I grew some this summer with the intention of doing that, but I never got around to tilling it under. It re-seeded like crazy, and there were all kinds of bees on it in the mornings when it was in bloom. Didn't seem to do much for the soil, though. And I couldn't really taste it in the honey.


----------



## Trithemius (Dec 29, 2008)

Early Morning Bee in Buckwheat 

Bees In Buckwheat


----------



## Swobee (May 18, 2007)

Thanks, all. Looks like I need to research what varieties my supplier has or can get. I think for no more than we're planting, the wildflowers, clover, etc. will all blend in for a diluted buckwheat varietal. Then, if we suffer another drought like last year, it won't really matter what I plant... Only one way to tell what the weather will be like and that is to experience it.


----------



## Michael B (Feb 6, 2010)

I cant speak for farming buckwheat because I only have room for a acre or two and I choose to plant native wildflowers but I have had buckwheat honey and it is love or hate taste. In my opinion it tastes a lot like molasses. I like it in moderation.

Buckwheat honey is in very high demand. My local commercial beek has placed ads for farmers with buckwheat fields to contact him. We don't have a good local supply of buckwheat, mostly in New York state.


----------



## carbide (Nov 21, 2004)

I've grown buckwheat for my bees for the last five years. From those five seasons I've had 3 good crops of buckwheat honey, 1 so-so crop of buckwheat honey and 1 year I had no buckwheat honey at all. It's not that the bees didn't harvest the nectar during that year, it's just that the buckwheat was the only flowers that the bees were able to get anything out of and therefore they used it all up before I could get any myself.

I always specify "Mancan" buckwheat when I buy seed as this is the "common" variety and has always produced nectar for my bees. It normally takes about 3 weeks for the plants to grow to their flowering stage which normally lasts for 5 to 6 weeks. I've never tried "Manor" variety and can't comment on whether or not it will produce nectar for your bees.

Buckwheat honey is very strong and some people just don't like it but I have enough customers that absolutely love it that they anticipate my harvesting it and are normally waiting in line to buy it. I've never had any left over after a month or so.


----------



## TWall (May 19, 2010)

Carbide,

How much buckwheat do you plant? And, how much honey do you get per hive?

Tom


----------



## Countryboy (Feb 15, 2009)

An acre of buckwheat can yield 10 pounds of honey per day in good conditions.


----------



## walking bird (Mar 2, 2008)

We have California Buckwheat (erigonum fasciculatum foliolosum) growing maniacally throughout the chaparral hills where I have my bees, and they absolutely love it. I have to admit I haven't noticed that they stop foraging on it in the afternoon... seems to me I've seen them at all times of day, but maybe not.
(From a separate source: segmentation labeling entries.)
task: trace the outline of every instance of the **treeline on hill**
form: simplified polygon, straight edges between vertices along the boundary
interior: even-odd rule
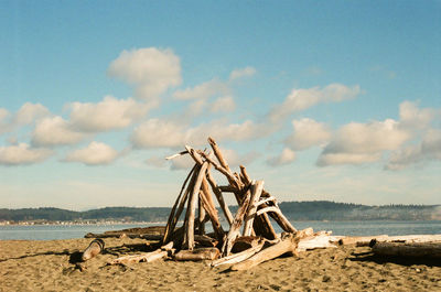
[[[330,201],[283,202],[280,209],[290,220],[441,220],[441,205],[367,206]],[[236,212],[237,207],[232,207]],[[165,221],[168,207],[106,207],[86,212],[60,208],[0,209],[0,220],[100,220]],[[185,210],[184,210],[185,213]],[[222,213],[219,210],[219,213]]]

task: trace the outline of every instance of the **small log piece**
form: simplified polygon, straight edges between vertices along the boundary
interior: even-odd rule
[[[249,201],[249,206],[247,215],[245,218],[244,236],[250,236],[252,230],[252,223],[255,221],[257,202],[260,199],[261,191],[263,190],[263,181],[257,181],[251,183],[251,198]]]
[[[298,246],[299,240],[300,240],[299,236],[297,236],[294,234],[290,234],[290,235],[286,236],[284,238],[282,238],[280,240],[280,242],[278,242],[273,246],[270,246],[266,249],[262,249],[261,251],[257,252],[252,257],[250,257],[241,262],[233,264],[230,269],[233,271],[248,270],[263,261],[278,258],[283,253],[287,253],[287,252],[295,253],[295,248]]]
[[[236,238],[236,240],[233,244],[232,252],[237,253],[241,252],[244,250],[247,250],[249,248],[256,247],[259,242],[261,241],[260,237],[256,236],[241,236]]]
[[[103,239],[94,239],[89,244],[89,246],[86,248],[86,250],[82,255],[82,260],[86,261],[89,260],[94,257],[96,257],[98,253],[100,253],[104,250],[104,240]]]
[[[232,253],[227,257],[217,259],[215,261],[212,262],[212,267],[218,267],[222,264],[234,264],[240,261],[244,261],[248,258],[250,258],[251,256],[254,256],[256,252],[259,252],[262,248],[263,248],[265,241],[260,240],[258,242],[257,246],[251,247],[249,249],[246,249],[241,252],[237,252],[237,253]]]
[[[193,250],[181,250],[174,255],[173,259],[178,261],[215,260],[219,255],[220,251],[217,248],[195,248]]]
[[[441,258],[441,242],[374,242],[375,255],[404,258]]]

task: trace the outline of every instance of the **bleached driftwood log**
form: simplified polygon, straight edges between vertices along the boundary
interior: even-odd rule
[[[263,190],[263,181],[251,183],[251,198],[249,201],[248,210],[244,223],[244,236],[250,236],[252,231],[252,223],[255,221],[257,203]]]
[[[251,247],[249,249],[246,249],[241,252],[237,253],[232,253],[227,257],[220,258],[218,260],[215,260],[212,262],[212,267],[218,267],[222,264],[234,264],[236,262],[244,261],[255,255],[256,252],[259,252],[263,248],[265,241],[261,240],[257,246]]]
[[[174,228],[176,227],[178,220],[181,217],[182,212],[184,210],[185,202],[187,201],[189,195],[193,191],[193,186],[196,181],[198,170],[200,170],[200,166],[197,164],[195,164],[192,169],[192,174],[189,174],[189,176],[187,176],[187,177],[191,176],[192,179],[190,180],[190,183],[186,186],[184,195],[182,196],[181,199],[180,199],[180,197],[178,197],[178,199],[176,199],[176,203],[175,203],[175,205],[178,205],[176,212],[173,212],[173,209],[172,209],[172,212],[170,213],[169,220],[168,220],[168,224],[165,227],[164,237],[162,239],[163,245],[165,245],[170,241],[170,238],[171,238],[172,234],[174,232]],[[183,187],[184,187],[184,185],[185,185],[185,182],[183,184]],[[182,193],[182,191],[181,191],[181,193]]]
[[[201,247],[215,247],[219,242],[216,239],[206,235],[195,235],[194,241],[196,241],[197,245]]]
[[[132,256],[125,256],[118,259],[111,260],[108,264],[130,264],[137,262],[152,262],[159,259],[163,259],[170,255],[173,255],[173,242],[169,242],[161,248],[151,251],[151,252],[143,252],[140,255],[132,255]]]
[[[233,244],[232,252],[237,253],[249,248],[257,246],[260,241],[262,241],[261,237],[257,236],[240,236],[236,238]]]
[[[193,250],[181,250],[174,255],[173,259],[178,261],[198,261],[217,259],[220,251],[217,248],[195,248]]]
[[[133,256],[125,256],[120,257],[118,259],[115,259],[109,262],[109,264],[130,264],[130,263],[137,263],[137,262],[152,262],[162,258],[165,258],[168,256],[166,250],[161,250],[158,249],[152,252],[144,252],[140,255],[133,255]]]
[[[234,240],[236,240],[236,238],[240,235],[240,226],[241,226],[241,223],[244,221],[246,212],[248,209],[250,196],[251,196],[251,194],[248,190],[243,204],[237,209],[233,225],[229,227],[227,238],[225,239],[224,245],[222,247],[223,257],[226,257],[229,255],[229,252],[233,248]]]
[[[194,218],[197,204],[197,197],[200,195],[202,180],[205,176],[205,171],[208,166],[207,162],[204,162],[198,171],[197,179],[193,186],[192,195],[190,196],[189,207],[185,218],[185,241],[184,245],[192,250],[194,248]]]
[[[375,255],[406,258],[441,258],[441,242],[375,242]]]
[[[92,240],[89,246],[86,248],[86,250],[83,252],[82,260],[83,261],[89,260],[89,259],[96,257],[103,250],[104,250],[103,239],[94,239],[94,240]]]
[[[280,257],[283,253],[287,253],[287,252],[294,253],[299,240],[300,240],[300,237],[297,237],[294,234],[290,234],[290,235],[286,236],[284,238],[282,238],[280,240],[280,242],[278,242],[273,246],[270,246],[266,249],[260,250],[252,257],[250,257],[241,262],[233,264],[230,269],[233,271],[248,270],[263,261]]]
[[[378,239],[378,240],[386,240],[388,238],[387,235],[376,235],[376,236],[356,236],[356,237],[343,237],[338,240],[338,245],[347,246],[347,245],[357,245],[358,247],[362,246],[369,246],[370,240]]]

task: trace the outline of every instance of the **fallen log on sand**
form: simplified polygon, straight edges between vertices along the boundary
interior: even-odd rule
[[[255,255],[256,252],[259,252],[263,248],[265,241],[260,241],[257,246],[251,247],[247,250],[244,250],[241,252],[233,253],[230,256],[220,258],[218,260],[215,260],[212,262],[212,267],[218,267],[222,264],[233,264],[236,262],[244,261]]]
[[[86,261],[104,250],[104,241],[103,239],[94,239],[92,240],[90,245],[86,248],[86,250],[82,255],[82,260]]]
[[[279,242],[260,250],[256,255],[251,256],[250,258],[235,263],[230,267],[233,271],[241,271],[248,270],[263,261],[271,260],[278,258],[284,253],[297,255],[297,247],[299,240],[312,235],[312,228],[306,228],[304,230],[300,230],[297,234],[284,234]]]
[[[375,242],[373,252],[378,256],[406,258],[441,258],[441,242]]]
[[[169,256],[169,253],[173,253],[173,242],[170,242],[161,248],[152,251],[152,252],[144,252],[140,255],[132,255],[132,256],[125,256],[118,259],[110,261],[108,264],[130,264],[137,262],[152,262],[159,259],[163,259]]]
[[[217,248],[195,248],[193,250],[181,250],[174,255],[173,259],[178,261],[198,261],[215,260],[220,256]]]
[[[338,240],[340,245],[357,245],[358,247],[369,246],[372,240],[378,242],[435,242],[441,241],[441,235],[402,235],[402,236],[358,236],[343,237]]]

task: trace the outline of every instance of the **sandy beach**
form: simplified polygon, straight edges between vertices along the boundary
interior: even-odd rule
[[[141,239],[106,239],[105,253],[69,262],[90,239],[0,241],[0,291],[441,291],[441,263],[385,261],[367,247],[338,247],[263,262],[244,272],[207,262],[107,266],[140,252]]]

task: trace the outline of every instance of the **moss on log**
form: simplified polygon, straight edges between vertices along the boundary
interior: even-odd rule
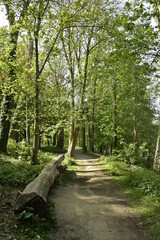
[[[45,217],[48,213],[47,196],[55,179],[59,176],[58,166],[63,161],[64,155],[54,158],[42,172],[29,183],[18,197],[14,212],[20,214],[27,207],[34,209],[34,213]]]

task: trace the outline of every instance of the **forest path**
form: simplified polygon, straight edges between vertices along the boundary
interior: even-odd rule
[[[53,188],[57,230],[53,240],[149,240],[127,207],[119,186],[105,174],[97,157],[76,152],[73,184]]]

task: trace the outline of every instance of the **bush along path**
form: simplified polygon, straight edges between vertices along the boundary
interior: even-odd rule
[[[149,240],[139,218],[127,206],[118,184],[102,171],[96,156],[76,153],[73,183],[53,188],[56,240]]]

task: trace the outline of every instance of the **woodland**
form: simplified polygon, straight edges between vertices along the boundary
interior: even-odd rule
[[[76,148],[143,166],[156,178],[145,178],[156,182],[149,193],[158,192],[159,1],[0,4],[8,21],[0,26],[0,197]],[[11,175],[16,161],[23,177]]]

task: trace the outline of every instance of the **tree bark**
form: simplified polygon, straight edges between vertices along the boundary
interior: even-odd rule
[[[64,147],[64,128],[61,127],[57,135],[57,147],[62,149]]]
[[[18,197],[14,212],[20,214],[27,207],[32,207],[35,214],[45,217],[48,213],[47,196],[55,179],[59,176],[57,167],[63,161],[64,155],[54,158],[48,163],[39,176],[29,183]]]
[[[86,147],[86,128],[85,128],[85,125],[82,127],[82,150],[83,150],[83,152],[87,151],[87,147]]]
[[[79,127],[76,127],[75,131],[74,131],[74,134],[73,134],[73,137],[72,137],[72,141],[70,142],[70,144],[68,146],[68,155],[70,157],[74,156],[74,150],[75,150],[75,147],[76,147],[78,134],[79,134]]]
[[[118,138],[117,138],[117,81],[114,80],[113,86],[113,142],[114,149],[117,148]]]
[[[8,13],[9,14],[9,13]],[[14,27],[14,15],[11,15],[10,18],[10,28]],[[14,69],[14,62],[16,60],[16,49],[17,49],[17,41],[18,41],[18,31],[10,32],[10,46],[11,51],[9,53],[9,62],[10,69],[9,69],[9,77],[10,81],[14,82],[15,80],[15,69]],[[7,87],[3,102],[2,102],[2,108],[1,108],[1,118],[0,118],[0,152],[6,152],[7,151],[7,143],[9,138],[9,131],[10,131],[10,125],[11,125],[11,117],[13,114],[13,109],[15,107],[14,102],[14,96],[10,93],[10,88]]]
[[[33,164],[38,164],[39,148],[39,52],[38,52],[38,33],[35,34],[35,52],[36,52],[36,76],[35,76],[35,108],[34,108],[34,138],[33,138]]]

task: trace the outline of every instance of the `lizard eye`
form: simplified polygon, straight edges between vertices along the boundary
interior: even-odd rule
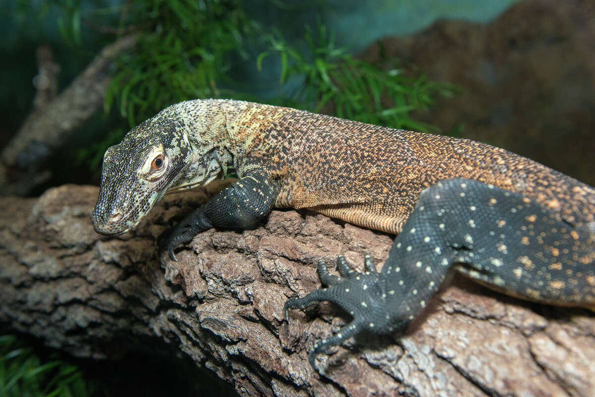
[[[163,167],[163,155],[160,154],[154,158],[153,161],[151,163],[151,170],[159,171]]]

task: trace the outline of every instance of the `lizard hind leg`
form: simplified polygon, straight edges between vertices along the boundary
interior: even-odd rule
[[[360,273],[352,270],[347,264],[345,257],[339,255],[337,267],[342,277],[328,273],[326,263],[320,260],[317,270],[321,281],[329,286],[326,288],[315,290],[303,298],[289,299],[285,302],[284,311],[286,317],[289,309],[303,309],[310,305],[328,301],[337,304],[349,314],[353,320],[342,327],[336,335],[317,342],[308,354],[308,361],[314,367],[316,354],[326,351],[333,346],[340,345],[349,337],[365,329],[374,330],[374,327],[384,320],[383,314],[386,293],[383,283],[378,283],[378,274],[369,255],[365,256],[364,266],[366,271]],[[365,292],[368,290],[367,292]],[[375,315],[371,315],[371,314]],[[377,318],[376,320],[371,318]]]

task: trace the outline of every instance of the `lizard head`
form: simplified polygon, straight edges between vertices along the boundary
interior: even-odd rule
[[[227,172],[216,148],[191,143],[176,106],[134,127],[105,152],[91,215],[97,233],[126,233],[168,191],[204,185]]]

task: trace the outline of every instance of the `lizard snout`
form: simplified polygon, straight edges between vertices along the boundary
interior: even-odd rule
[[[109,215],[109,221],[110,222],[119,222],[121,220],[122,218],[124,217],[124,212],[120,211],[114,211],[114,212]]]

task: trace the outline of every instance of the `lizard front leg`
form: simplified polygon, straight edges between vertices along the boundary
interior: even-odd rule
[[[208,203],[187,215],[164,240],[162,249],[176,261],[174,248],[211,227],[250,229],[271,211],[279,185],[268,174],[253,171],[221,190]]]

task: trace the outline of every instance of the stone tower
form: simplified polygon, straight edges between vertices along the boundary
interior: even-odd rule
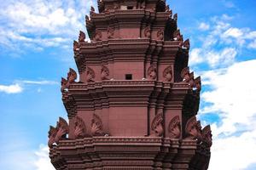
[[[79,73],[61,79],[68,122],[49,131],[57,170],[208,168],[212,133],[196,120],[201,77],[165,0],[99,0],[90,42],[73,42]]]

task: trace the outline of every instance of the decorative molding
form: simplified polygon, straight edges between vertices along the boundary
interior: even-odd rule
[[[148,76],[151,80],[155,80],[157,76],[157,71],[155,65],[151,65],[148,69]]]
[[[55,142],[55,139],[57,133],[57,129],[52,126],[49,126],[49,130],[48,132],[48,146],[51,148],[53,144]]]
[[[179,139],[181,135],[181,124],[179,116],[174,116],[169,122],[168,126],[171,139]]]
[[[74,118],[74,137],[75,139],[84,138],[86,136],[86,126],[84,120],[79,116]]]
[[[86,78],[88,82],[95,82],[95,72],[89,66],[86,67]]]
[[[70,85],[75,82],[77,77],[78,76],[76,71],[73,69],[69,68],[69,72],[67,73],[67,79],[61,77],[61,91],[64,93],[67,88],[69,88]]]
[[[61,77],[61,92],[65,92],[65,89],[67,88],[67,80],[66,80],[65,78]]]
[[[194,87],[194,72],[189,73],[189,87]]]
[[[157,40],[164,40],[164,30],[159,29],[156,36],[157,36]]]
[[[173,32],[173,40],[175,41],[183,41],[183,36],[180,34],[180,30],[177,30]]]
[[[177,20],[177,14],[175,14],[173,15],[173,20],[174,20],[175,21]]]
[[[95,8],[94,8],[93,6],[90,6],[90,14],[91,15],[91,14],[95,14]]]
[[[183,45],[183,48],[189,50],[190,48],[189,39],[185,40]]]
[[[165,81],[171,82],[172,80],[172,65],[167,66],[163,71]]]
[[[82,31],[79,31],[79,42],[85,42],[85,33]]]
[[[59,118],[59,122],[57,122],[57,133],[55,138],[55,142],[56,144],[59,143],[60,139],[66,139],[66,135],[68,133],[69,127],[68,123],[62,117]]]
[[[147,38],[150,38],[150,37],[151,37],[151,30],[150,30],[150,26],[149,26],[145,28],[145,30],[144,30],[144,36]]]
[[[206,126],[202,129],[202,141],[205,146],[211,148],[212,144],[212,134],[210,125]]]
[[[202,139],[201,121],[196,122],[196,129],[197,129],[197,136],[196,136],[197,143],[200,144]]]
[[[109,80],[109,70],[107,66],[102,65],[102,71],[101,71],[102,80]]]
[[[196,122],[196,117],[192,116],[188,120],[186,123],[185,132],[187,138],[189,139],[196,139],[198,136],[198,124]]]
[[[73,41],[73,51],[79,51],[79,43],[77,41]]]
[[[114,30],[110,26],[108,27],[108,37],[109,39],[114,37]]]
[[[183,68],[181,71],[180,76],[183,82],[189,82],[190,80],[189,67]]]
[[[69,68],[69,72],[67,73],[67,82],[69,84],[73,83],[74,81],[77,79],[77,77],[78,77],[77,72],[73,69]]]
[[[201,76],[198,76],[194,80],[194,88],[196,88],[197,92],[201,92]]]
[[[101,31],[99,31],[98,29],[96,29],[95,31],[95,41],[101,41],[102,37],[102,33]]]
[[[154,132],[154,134],[151,136],[162,136],[164,133],[164,115],[163,113],[158,113],[155,115],[154,118],[151,123],[151,130]]]
[[[102,119],[96,114],[93,114],[91,120],[91,134],[92,136],[102,136],[103,133],[103,123]]]

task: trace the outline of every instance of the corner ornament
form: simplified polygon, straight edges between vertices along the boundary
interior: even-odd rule
[[[150,26],[147,26],[145,28],[145,30],[144,30],[144,36],[145,36],[145,37],[150,38],[150,37],[151,37],[151,32],[150,31],[150,31]]]
[[[156,66],[154,65],[151,65],[148,69],[148,76],[151,80],[155,80],[157,76]]]
[[[168,66],[164,70],[163,76],[166,82],[171,82],[172,79],[172,66]]]
[[[185,133],[187,139],[198,139],[201,140],[201,135],[199,130],[201,125],[199,126],[200,122],[196,121],[195,116],[192,116],[190,119],[188,120],[185,127]]]
[[[67,90],[67,88],[69,88],[69,86],[72,84],[72,83],[74,83],[75,82],[75,80],[77,79],[78,76],[77,76],[77,73],[76,71],[70,68],[69,69],[69,72],[67,73],[67,79],[61,77],[61,91],[62,93],[64,93],[65,91]]]
[[[160,40],[160,41],[164,40],[164,30],[160,29],[160,30],[157,31],[156,36],[157,36],[157,40]]]
[[[153,134],[150,136],[157,136],[161,137],[164,133],[164,116],[163,113],[158,113],[154,116],[151,123],[151,130],[153,131]]]
[[[66,135],[69,132],[68,123],[62,117],[59,118],[56,128],[49,127],[48,133],[48,146],[52,148],[54,144],[58,144],[61,139],[66,139]]]
[[[102,65],[102,80],[109,80],[109,70],[107,66]]]
[[[74,118],[74,137],[80,139],[86,136],[86,126],[83,119],[79,116]]]
[[[89,66],[86,67],[86,78],[87,82],[95,82],[95,72],[94,71],[90,68]]]
[[[210,125],[206,126],[202,129],[202,144],[207,148],[211,148],[212,144],[212,134]]]
[[[93,114],[91,120],[91,135],[92,136],[103,136],[103,123],[102,119],[96,114]]]
[[[179,139],[181,135],[181,125],[179,116],[174,116],[169,123],[168,130],[171,139]]]

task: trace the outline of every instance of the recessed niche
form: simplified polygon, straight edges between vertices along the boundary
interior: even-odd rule
[[[132,74],[125,74],[125,80],[132,80]]]

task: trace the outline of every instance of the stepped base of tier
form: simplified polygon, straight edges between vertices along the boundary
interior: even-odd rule
[[[49,150],[57,170],[198,169],[198,162],[189,167],[191,160],[200,163],[198,154],[201,155],[195,140],[160,137],[62,139]]]

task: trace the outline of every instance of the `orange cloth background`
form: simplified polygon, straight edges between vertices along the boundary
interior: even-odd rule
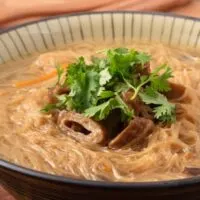
[[[0,0],[0,28],[83,11],[142,10],[200,17],[200,0]],[[0,200],[14,200],[0,187]]]

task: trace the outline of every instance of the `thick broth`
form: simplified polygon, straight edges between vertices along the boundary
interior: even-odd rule
[[[119,46],[119,45],[118,45]],[[108,45],[74,44],[65,51],[47,53],[12,68],[3,68],[0,81],[0,158],[50,174],[108,181],[159,181],[190,176],[185,167],[200,168],[200,57],[161,44],[126,45],[153,56],[151,68],[168,63],[173,81],[184,84],[191,103],[184,104],[190,118],[169,127],[157,126],[145,144],[134,149],[111,150],[82,145],[61,133],[51,115],[40,112],[47,102],[48,87],[55,78],[31,87],[15,88],[16,80],[27,80],[50,72],[55,63],[70,63],[79,56],[95,54]]]

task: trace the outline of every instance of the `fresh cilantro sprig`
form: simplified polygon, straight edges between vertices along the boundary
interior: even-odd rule
[[[61,80],[64,72],[57,68],[57,84],[67,86],[70,93],[58,95],[57,103],[46,105],[43,111],[74,110],[100,121],[119,109],[122,121],[128,121],[135,114],[124,102],[122,93],[132,90],[130,100],[140,98],[152,108],[156,120],[167,123],[175,121],[175,105],[163,94],[171,89],[168,83],[172,77],[170,67],[164,64],[143,75],[141,72],[150,62],[150,55],[127,48],[102,52],[105,57],[92,57],[90,63],[80,57],[70,64],[64,81]]]

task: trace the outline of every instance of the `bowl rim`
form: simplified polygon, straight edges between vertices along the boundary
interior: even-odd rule
[[[32,25],[39,22],[45,22],[51,19],[57,19],[61,17],[71,17],[71,16],[82,16],[82,15],[96,15],[96,14],[141,14],[141,15],[153,15],[153,16],[166,16],[172,18],[179,19],[188,19],[193,21],[200,21],[200,18],[177,15],[174,13],[164,13],[164,12],[143,12],[143,11],[101,11],[101,12],[75,12],[70,14],[60,14],[49,17],[44,17],[40,20],[34,20],[27,23],[22,23],[17,26],[11,26],[9,28],[0,29],[0,36],[9,31],[15,30],[17,28],[22,28],[24,26]],[[107,189],[158,189],[158,188],[176,188],[176,187],[186,187],[195,184],[200,184],[200,176],[184,178],[184,179],[176,179],[176,180],[165,180],[165,181],[148,181],[148,182],[108,182],[108,181],[94,181],[94,180],[81,180],[81,179],[73,179],[59,175],[48,174],[45,172],[36,171],[33,169],[29,169],[4,159],[0,159],[0,168],[4,170],[10,170],[12,172],[19,173],[21,175],[42,179],[45,181],[51,181],[57,184],[72,184],[78,186],[86,186],[86,187],[101,187]]]

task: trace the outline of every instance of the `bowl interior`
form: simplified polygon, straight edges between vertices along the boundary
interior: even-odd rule
[[[115,43],[120,41],[126,44],[135,40],[161,42],[169,46],[198,50],[200,48],[200,20],[141,12],[102,12],[53,17],[2,32],[0,34],[0,67],[9,61],[15,62],[27,59],[34,54],[63,49],[74,42]],[[25,172],[31,176],[55,181],[55,176],[26,170],[2,160],[0,160],[0,166],[10,168],[11,171],[17,170],[19,173]],[[56,180],[66,181],[67,179],[60,177]],[[190,179],[189,182],[191,180],[198,179]],[[176,185],[177,182],[168,182],[168,184],[171,183]],[[160,183],[153,184],[160,185]]]

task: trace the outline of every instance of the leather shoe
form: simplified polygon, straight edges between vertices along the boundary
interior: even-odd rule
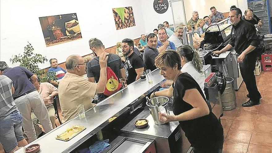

Around here, the buckwheat usually gets mixed with what's left of the sage flow, some sumac, and both wild and domestic lavender, among others, so it's not quite as strong a mix as pure buckwheat. I like it better that way. I sell it as "Buckwheat and Wildflower," and it sells out immediately.


----------



## mnflemish (Jun 7, 2010)

I did read somewhere about different varieties of buckwheat have different nectar flows. And one had a very good day nectar flow. So you lucky dog, you have the good stuff. You will have to save some seed for the rest of us!! Hee Hee My buckwheat definately quits by noon. My feed store doesn't even know the variety buckwheat they sell, it's just buckwheat!
Carol


----------